A Houston Court of Appeals last week found an employer’s non-compete agreement unenforceable and awarded a former employee his attorney’s fees in defending the lawsuit brought by the former employer. Yes, this can happen in Texas where a company attempts to enforce an agreement that is clearly unenforceable. In this case, the original non-compete was superseded by several employment agreements culminating in one that cancelled the original non-compete provision. Yet, the employer sued the former employee for breaching the original non-compete. The employee asked the court to declare the agreement unenforceable and for his attorney’s fees, and the trial court’s grant of both requests was affirmed by the Court of Appeals.
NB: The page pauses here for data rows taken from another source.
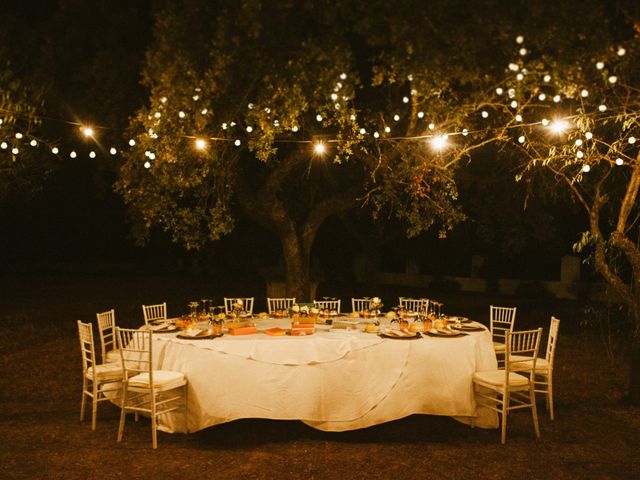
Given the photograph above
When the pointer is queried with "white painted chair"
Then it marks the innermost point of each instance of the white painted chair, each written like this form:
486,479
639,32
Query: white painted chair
415,304
274,304
544,366
144,389
108,340
97,379
247,304
505,390
360,304
501,321
154,313
328,305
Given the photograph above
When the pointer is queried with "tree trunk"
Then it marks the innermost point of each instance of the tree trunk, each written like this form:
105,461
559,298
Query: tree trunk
297,267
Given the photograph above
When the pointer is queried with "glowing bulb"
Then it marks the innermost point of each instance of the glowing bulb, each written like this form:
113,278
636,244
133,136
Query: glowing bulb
319,148
559,126
439,142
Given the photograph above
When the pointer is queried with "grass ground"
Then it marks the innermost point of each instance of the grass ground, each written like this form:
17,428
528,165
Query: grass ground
594,436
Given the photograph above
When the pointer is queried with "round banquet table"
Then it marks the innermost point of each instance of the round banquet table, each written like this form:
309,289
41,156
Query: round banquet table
333,380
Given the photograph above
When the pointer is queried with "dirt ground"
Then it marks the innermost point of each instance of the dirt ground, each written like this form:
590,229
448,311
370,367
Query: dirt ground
594,436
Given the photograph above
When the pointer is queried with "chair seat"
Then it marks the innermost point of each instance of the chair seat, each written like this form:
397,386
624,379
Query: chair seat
497,378
542,366
112,356
499,347
106,371
162,380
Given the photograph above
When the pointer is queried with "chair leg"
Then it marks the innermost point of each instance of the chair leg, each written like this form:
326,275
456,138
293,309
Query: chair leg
122,414
84,398
505,410
94,405
550,394
534,410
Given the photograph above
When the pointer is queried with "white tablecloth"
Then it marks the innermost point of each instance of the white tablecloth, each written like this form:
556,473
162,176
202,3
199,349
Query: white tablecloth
332,380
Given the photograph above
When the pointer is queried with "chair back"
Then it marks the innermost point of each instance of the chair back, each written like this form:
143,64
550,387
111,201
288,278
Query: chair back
415,304
551,342
274,304
154,312
247,304
135,352
524,345
107,331
328,304
501,320
360,304
87,348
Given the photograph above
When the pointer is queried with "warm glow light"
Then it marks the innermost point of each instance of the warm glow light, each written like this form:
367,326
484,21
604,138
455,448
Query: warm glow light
559,126
439,142
319,148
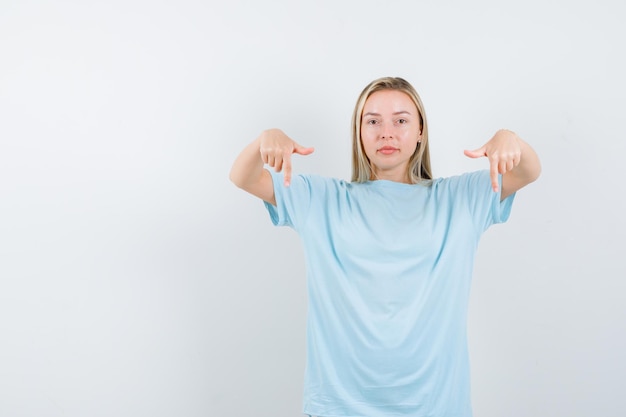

Although a subsequent agreement does not always replace the original one (see my previous post here), the multiple agreements in this case clearly did, as evidenced by the following timeline:
2001 – employee signed an “Employment, Confidentiality and Non-Compete Agreement and Employee Assignment of Intellectual Property.” (every company should have key employees execute agreements like this)
2001 – 2004 – employee returned to work for the company several times, but did not sign any new employment agreements. (the company should have had the employee execute a non-compete each time he came back).
2006 – employee signed “Sales Representation Agreement,” which stated that it superseded all prior contracts and understandings between the employee and the company. The agreement also stated that the employee would execute a separate Confidentiality and Non-Competition Agreement and Assignment of Intellectual Property, but the employee never signed such agreement, and the company never insisted. He later left to work for another company. (the company should have made sure he signed the non-compete).
2010 – employee was hired in market development, but was not asked to sign a non-compete. (the company should have asked him to sign a non-compete if his job involved handling clients and/or confidential information).
2010, 5 months later – the company was sold and the buyer was given a copy of the employee’s 2001 agreement.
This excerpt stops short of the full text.